Decoherence by black holes via holography
Shoichi Kawamoto, Da-Shin Lee, Chen-Pin Yeh
TL;DR
This work investigates decoherence in quantum systems coupled to strongly interacting environments using holographic duality with Lifshitz scaling. By computing the holographic influence functional from on-shell bulk actions in Lifshitz spacetimes and Lifshitz black holes, it shows that zero temperature environments yield supraohmic dissipation with vanishing decoherence at long flight times, while finite-temperature environments produce a constant, ohmic decoherence rate that scales with temperature. The study further uncovers a stringy (finite $\alpha'$) correction and analyzes Unruh-effect-driven decoherence, including holographic EPR pairs, where causal contact can suppress decoherence of one partner.

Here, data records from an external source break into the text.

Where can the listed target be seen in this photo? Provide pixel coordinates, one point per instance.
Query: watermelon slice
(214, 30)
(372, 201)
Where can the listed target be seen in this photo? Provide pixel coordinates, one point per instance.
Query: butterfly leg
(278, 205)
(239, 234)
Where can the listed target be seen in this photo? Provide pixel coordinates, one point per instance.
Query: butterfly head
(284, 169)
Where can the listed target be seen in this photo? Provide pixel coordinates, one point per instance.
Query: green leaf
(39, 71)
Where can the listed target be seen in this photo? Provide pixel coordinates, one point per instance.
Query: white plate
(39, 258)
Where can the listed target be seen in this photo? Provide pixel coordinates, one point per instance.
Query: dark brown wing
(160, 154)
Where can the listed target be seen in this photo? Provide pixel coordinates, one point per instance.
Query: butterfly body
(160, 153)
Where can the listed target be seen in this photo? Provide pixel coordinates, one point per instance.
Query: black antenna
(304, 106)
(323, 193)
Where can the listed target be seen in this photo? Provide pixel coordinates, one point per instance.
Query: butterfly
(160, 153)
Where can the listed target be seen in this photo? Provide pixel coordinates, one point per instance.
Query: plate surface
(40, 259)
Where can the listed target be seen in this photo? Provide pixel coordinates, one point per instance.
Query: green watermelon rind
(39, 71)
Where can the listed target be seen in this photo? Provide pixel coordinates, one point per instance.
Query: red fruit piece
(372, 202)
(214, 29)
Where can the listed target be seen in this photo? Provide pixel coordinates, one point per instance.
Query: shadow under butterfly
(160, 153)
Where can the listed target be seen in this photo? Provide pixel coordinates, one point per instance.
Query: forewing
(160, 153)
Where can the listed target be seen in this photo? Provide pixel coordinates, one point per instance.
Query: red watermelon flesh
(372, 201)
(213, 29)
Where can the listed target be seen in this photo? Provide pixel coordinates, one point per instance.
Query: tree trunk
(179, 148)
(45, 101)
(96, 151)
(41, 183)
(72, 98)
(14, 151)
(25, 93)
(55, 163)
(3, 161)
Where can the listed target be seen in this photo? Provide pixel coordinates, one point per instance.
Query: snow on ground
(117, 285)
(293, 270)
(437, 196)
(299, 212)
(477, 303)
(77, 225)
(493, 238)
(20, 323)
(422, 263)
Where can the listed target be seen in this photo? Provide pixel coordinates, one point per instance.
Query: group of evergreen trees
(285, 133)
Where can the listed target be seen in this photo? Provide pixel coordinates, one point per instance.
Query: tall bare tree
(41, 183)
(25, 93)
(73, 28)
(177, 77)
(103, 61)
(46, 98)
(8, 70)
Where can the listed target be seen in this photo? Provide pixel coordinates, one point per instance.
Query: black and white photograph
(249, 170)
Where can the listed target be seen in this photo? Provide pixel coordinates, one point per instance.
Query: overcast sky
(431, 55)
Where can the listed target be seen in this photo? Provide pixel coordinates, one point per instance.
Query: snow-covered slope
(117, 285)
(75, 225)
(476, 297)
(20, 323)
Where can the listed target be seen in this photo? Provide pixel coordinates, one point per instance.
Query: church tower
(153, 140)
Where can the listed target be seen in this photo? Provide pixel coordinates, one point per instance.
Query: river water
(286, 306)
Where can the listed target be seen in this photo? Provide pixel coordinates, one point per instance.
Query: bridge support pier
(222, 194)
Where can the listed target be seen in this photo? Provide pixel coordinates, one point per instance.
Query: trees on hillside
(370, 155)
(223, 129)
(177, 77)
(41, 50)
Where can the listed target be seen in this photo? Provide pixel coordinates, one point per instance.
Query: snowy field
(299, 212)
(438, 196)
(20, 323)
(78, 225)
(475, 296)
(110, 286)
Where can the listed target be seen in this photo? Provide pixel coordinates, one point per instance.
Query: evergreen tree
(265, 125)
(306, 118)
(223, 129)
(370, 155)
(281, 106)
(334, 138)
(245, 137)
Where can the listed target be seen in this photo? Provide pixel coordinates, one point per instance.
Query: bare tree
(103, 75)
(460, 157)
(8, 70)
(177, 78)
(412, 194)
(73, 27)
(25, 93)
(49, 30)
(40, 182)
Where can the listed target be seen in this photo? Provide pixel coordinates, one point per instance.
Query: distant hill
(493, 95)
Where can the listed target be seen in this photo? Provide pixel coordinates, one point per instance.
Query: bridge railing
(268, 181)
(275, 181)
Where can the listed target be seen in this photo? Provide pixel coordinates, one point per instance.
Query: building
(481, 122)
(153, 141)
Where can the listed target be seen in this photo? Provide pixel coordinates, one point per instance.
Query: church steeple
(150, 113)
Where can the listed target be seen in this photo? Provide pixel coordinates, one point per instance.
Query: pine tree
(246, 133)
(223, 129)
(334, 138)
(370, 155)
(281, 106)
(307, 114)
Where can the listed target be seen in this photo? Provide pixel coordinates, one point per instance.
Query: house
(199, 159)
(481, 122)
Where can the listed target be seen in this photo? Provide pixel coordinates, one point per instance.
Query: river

Overall, the results provide a quantum-gravitationally consistent picture linking flat-space coherence, Lifshitz dynamics, and black-hole decoherence, hinting at how finite-$N$ effects might refine our understanding of information retention in holographic black holes.
Abstract
In this note, we reexamine decoherence effects in quantum field theories with gravity duals. The thought experiment proposed in \cite{DSW_22, DSW_23}, which reveals novel decoherence patterns associated with black holes, also manifests itself from the perspective of the boundary theory. In particular, we consider a moving mirror coupled to quantum critical theories characterized by a dynamical exponent $z$ that are dual to asymptotically Lifshitz geometries. The interference experiment occurs on the boundary, where a superposition of two spatially separated quantum states of a mirror is maintained for a finite time $τ_0$ before recombination. We find that the interaction with a quantum field at finite temperature, arising from the presence of a Lifshitz black hole, leads to a constant decoherence rate. In contrast, for the zero-temperature case corresponding to pure Lifshitz spacetime, the decoherence rate vanishes in the large-time limit $τ_0 \to \infty$. Remarkably, in the zero-temperature regime, the decoherence exhibits a power-law decay at large $τ_0$ as $z \rightarrow \infty$, a behavior reminiscent of the decoherence patterns seen in extremal black hole geometries. In addition, we investigate the decoherence of one particle in an EPR pair constructed holographically. Our results indicate that causality plays a crucial role in determining whether the entanglement leads to the suppression of decoherence in the other particle.